Kelli may not have been a literal soothsayer, but she tapped into where online entertainment was headed, and how it was slowly reshaping culture, and she regurgitated it in wonderfully weird ways. Shades of future vlogging norms can be glimpsed in her parodies as well, especially the highly personality-driven content that now rules the YouTube algorithm.

But no matter her subject, Kelli always seemed to deliver her most acerbic jokes with sincerity. Spoofs and satires can be so easily laced with venom, but Kelli’s asides about her “mansion” and her numerous sped-up catwalks don’t so much make fun of lifestyle, fashion, and makeup vlogging — forms still in their infancy at the time — as they simply reflect and refract the online world as it existed at the time, and as it would continue to grow.

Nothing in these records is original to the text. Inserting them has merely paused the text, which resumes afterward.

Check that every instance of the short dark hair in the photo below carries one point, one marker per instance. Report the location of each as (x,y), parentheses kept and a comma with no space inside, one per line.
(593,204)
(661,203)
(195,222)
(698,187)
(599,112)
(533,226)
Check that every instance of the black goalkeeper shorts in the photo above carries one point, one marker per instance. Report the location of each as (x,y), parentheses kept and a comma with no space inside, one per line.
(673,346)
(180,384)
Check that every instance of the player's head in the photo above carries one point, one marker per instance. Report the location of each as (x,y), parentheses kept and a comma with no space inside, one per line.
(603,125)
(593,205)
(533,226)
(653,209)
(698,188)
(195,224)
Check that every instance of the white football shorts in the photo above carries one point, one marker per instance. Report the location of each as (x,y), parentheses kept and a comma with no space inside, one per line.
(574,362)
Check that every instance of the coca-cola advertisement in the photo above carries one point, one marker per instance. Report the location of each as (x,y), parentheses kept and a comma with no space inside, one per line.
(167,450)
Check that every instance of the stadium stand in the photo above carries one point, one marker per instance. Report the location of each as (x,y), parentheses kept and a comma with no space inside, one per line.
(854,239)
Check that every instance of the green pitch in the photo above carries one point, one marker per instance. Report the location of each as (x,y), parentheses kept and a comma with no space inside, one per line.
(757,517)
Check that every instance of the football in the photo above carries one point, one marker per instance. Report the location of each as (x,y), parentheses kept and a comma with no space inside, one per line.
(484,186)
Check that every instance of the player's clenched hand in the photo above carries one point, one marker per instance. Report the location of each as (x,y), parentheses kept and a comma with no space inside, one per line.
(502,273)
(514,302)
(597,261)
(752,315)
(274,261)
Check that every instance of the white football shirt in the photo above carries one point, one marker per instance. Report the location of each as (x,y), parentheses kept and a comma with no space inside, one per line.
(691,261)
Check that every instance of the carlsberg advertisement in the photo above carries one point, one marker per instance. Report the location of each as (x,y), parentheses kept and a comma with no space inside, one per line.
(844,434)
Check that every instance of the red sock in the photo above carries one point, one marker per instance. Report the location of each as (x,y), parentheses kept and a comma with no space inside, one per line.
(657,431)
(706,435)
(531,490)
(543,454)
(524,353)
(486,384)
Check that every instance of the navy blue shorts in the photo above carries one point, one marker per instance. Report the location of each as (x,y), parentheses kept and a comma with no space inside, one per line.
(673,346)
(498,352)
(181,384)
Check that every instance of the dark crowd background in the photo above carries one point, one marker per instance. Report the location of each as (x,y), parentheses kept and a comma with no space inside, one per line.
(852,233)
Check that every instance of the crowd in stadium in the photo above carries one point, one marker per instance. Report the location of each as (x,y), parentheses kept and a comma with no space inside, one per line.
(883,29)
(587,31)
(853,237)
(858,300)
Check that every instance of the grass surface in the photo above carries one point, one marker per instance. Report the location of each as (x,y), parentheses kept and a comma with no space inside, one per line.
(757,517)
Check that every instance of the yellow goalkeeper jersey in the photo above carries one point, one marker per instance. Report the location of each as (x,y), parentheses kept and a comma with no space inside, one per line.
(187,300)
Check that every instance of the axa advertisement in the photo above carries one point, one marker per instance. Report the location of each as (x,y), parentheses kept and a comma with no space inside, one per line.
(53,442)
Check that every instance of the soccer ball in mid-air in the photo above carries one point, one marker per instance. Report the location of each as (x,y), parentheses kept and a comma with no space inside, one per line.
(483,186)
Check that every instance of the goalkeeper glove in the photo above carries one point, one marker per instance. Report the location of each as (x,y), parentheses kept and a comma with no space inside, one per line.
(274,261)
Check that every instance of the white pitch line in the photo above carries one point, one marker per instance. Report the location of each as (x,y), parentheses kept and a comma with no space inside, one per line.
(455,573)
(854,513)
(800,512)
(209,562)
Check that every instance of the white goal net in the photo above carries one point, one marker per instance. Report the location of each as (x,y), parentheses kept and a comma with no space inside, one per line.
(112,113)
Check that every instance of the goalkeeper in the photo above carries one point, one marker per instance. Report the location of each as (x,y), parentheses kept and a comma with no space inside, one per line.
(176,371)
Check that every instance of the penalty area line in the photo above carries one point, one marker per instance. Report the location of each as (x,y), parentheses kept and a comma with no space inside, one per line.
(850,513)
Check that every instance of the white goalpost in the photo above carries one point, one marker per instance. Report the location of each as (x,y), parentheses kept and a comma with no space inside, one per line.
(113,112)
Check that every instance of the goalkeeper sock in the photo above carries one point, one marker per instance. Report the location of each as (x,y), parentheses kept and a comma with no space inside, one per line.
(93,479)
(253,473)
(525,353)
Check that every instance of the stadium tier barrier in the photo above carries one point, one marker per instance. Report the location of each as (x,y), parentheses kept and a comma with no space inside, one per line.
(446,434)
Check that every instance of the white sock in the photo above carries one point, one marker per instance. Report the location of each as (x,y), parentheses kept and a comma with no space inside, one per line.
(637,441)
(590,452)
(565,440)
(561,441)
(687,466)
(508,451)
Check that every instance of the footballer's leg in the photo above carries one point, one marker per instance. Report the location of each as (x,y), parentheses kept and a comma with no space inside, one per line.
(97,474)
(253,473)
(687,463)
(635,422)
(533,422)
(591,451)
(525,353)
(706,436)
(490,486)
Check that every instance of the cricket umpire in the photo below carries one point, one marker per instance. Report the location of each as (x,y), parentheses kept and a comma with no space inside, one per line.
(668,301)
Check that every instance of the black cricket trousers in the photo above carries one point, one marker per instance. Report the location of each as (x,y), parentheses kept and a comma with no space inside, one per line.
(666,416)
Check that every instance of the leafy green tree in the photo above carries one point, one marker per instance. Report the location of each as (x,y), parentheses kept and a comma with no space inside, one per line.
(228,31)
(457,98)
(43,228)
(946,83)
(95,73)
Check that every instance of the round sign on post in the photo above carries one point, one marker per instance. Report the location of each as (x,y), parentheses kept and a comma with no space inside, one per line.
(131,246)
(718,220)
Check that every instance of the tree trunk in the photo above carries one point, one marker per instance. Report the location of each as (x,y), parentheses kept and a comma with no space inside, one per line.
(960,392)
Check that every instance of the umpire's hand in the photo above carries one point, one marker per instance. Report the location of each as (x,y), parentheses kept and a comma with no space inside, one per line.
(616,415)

One character in particular, a dissatisfied, upper-class wife named Marva, is particularly fun to watch, in a Brian Jordan Alvarez kind of way, wherein her affirmations hide a deep malaise. This dissonance between presentation and reality underscores pretty much all of Kelli’s videos. It’s a great running gag no matter in which direction her humor darts off — but at the same time, it proves self-reflexive too.

While simply pressing play on a video mixtape may not fit the traditional confines of filmmaking, crediting Kelli as the writer, director, and editor allows Wippell and Schoenbrun to present her as she may have wanted to present herself. However, watching all these works in quick succession also threads an important thematic needle.

Girl Internet Show: A Kati Kelli Mixtape is a film about loneliness.

Between Kelli’s homeschooling, the fact that her work seems made with little to no help, and that she often deals in broad caricatures of pop culture (some of it Kardashian-esque), it’s hard not see her as alone in some way. Schoenbrun’s involvement is key here, as both their films — I Saw The TV Glow, but especially We’re all Going to the World’s Fair — deal with haunting forms of millennial ennui. The latter even revolves around online creepypasta and video challenges as a window to emotional connection, with a protagonist who peers out into the void through her webcam.

It’s hard not to see echoes of Schoenbrun’s work in this film, or rather, reasons Schoenbrun might have been drawn to Kelli, who seems to similarly peer out into the world from an isolated vantage. Her characters and scenarios all have hints of the real world, but seem to process reality through layers and filters of entertainment, like reality TV. Kelli more than likely had friends — Wippell may have even been holding the camera at times, though that’s left unclear — but the version of her that ends up in her videos, and her droll authorial voice, seem desperately lonely.

From its cheap compositing and repetitive cuts to its eerie silences and harsh noise, Girl Internet Show: A Kati Kelli Mixtape joins the ranks of recent web-saturated films (alongside The People’s Joker) that speaks the language of the burgeoning internet, as a tool to express oneself and find connections. It’s no doubt hyper-specific in its conception — few outside of underground genre festivals will even find themselves interested — but the film is also freeing in a way, as a montage of found footage that helps carve out a cinematic space for off-beat outsider art from a place of disguised, disfigured honesty.  

Girl Internet Show: A Kati Kelli Mixtape was reviewed out of its screening at Fantastic Fest.